Thursday, April 11, 2024

Seeing/Believing


 John20:19-31

When it comes to doubts, I have about as many as anyone else does – maybe more. I confess that I have doubts that my children always told me the truth when they were growing up. I sometimes doubt that the doctor really has as much confidence in her diagnosis as she would like me to believe. I have doubts about the weather forecast, often. Sometimes, when I feel ill, I doubt that I will ever feel good again.

Now and then, I doubt that someone likes me as I would wish to be liked. I guess Sally Field had those doubts too, judging from her emotional acceptance speech that time at the Oscars, when she stood in front of the microphone clutching her award. She tearfully cried, “You like me!” As though she could hardly believe it was true.

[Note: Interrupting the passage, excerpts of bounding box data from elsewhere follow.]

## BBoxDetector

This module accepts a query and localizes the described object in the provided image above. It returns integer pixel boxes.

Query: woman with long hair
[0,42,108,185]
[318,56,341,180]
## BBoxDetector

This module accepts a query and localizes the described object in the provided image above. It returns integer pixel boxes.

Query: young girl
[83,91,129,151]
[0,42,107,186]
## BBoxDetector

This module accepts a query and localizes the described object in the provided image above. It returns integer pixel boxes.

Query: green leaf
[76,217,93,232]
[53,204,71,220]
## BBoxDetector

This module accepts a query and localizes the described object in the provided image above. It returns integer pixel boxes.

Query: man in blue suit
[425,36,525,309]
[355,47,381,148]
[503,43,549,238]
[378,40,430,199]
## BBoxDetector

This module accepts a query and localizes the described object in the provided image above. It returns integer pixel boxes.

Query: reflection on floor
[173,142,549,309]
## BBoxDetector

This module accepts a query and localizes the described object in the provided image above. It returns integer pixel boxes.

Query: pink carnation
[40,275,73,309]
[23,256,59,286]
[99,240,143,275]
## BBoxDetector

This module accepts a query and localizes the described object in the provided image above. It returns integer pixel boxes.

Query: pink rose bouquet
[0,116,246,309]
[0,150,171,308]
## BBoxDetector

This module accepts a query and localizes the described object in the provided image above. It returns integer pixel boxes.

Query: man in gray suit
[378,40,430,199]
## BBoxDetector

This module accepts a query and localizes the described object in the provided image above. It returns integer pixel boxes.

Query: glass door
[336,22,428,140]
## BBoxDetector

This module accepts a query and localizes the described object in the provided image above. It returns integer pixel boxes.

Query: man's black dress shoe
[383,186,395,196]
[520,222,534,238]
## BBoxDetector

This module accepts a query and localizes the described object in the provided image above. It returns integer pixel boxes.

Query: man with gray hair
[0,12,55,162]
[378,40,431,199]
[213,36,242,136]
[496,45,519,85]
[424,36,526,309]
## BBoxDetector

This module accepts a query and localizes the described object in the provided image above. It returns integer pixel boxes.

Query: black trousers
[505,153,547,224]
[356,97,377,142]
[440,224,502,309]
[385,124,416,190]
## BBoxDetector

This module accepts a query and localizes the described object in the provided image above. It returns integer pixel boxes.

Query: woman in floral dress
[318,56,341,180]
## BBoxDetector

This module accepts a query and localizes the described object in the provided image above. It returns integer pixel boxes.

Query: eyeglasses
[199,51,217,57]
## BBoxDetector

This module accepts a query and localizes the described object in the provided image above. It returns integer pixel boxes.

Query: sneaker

She needed the proof. We all do sometimes, don’t we? Can we take it on faith that we are really and truly loved? Or do we need to see the evidence?

To take something of great importance on faith is a hard thing to ask of anyone. We need evidence, some assurance of what we hope for, what we need; something to ease our fears. And this is what the disciples of Jesus needed at the end of that harrowing weekend.

The disciples were afraid. They locked themselves into the upper room, hoping the bolt on the door would somehow keep the authorities out, should they come to arrest them too. John says it was the Jews they feared. In some way that was true. They had reason to fear the Jewish authorities who had negotiated with the Romans to hand Jesus over for the sake of what they called “peace.” They had reason to fear ordinary Jews, just like themselves, who might be tempted to give up these followers of Jesus if it would buy them any favors or save them from persecution. It is interesting that John makes no mention of fear of the Romans, but maybe that just goes without saying. It was the Romans who held all the power in those days.

The disciples are afraid, John tells us so. And it is likely they are all feeling doubtful, as well, doubt and fear go hand in hand. Because they have not seen Jesus – yet. Mary saw him in the garden, and she told them so, but did they believe her? probably not.

They are sitting in that room, behind a locked door, all their nerves on edge, despairing and confused. Then Jesus walks right through the door – literally, right through it. He speaks to them, he breathes on them, and now everything is changed.

Thomas, however, was not there. I have no idea where Thomas was, why he wasn’t there. Was he not as afraid as the others? Or was he just sent out to get food? Anything is possible.

But when he arrives, and they tell him what he missed, he is having none of it. Nope. Thomas lets them all know: he was going to have to see it too, and why not? He was simply asking for the same thing the others had received. He was simply voicing the same doubts that all of them had probably felt when Mary told them, “I have seen the Lord.”

So a week later, the following Sunday, Jesus appeared once again. This time it was for Thomas’s sake because Thomas needed the evidence. And so do we.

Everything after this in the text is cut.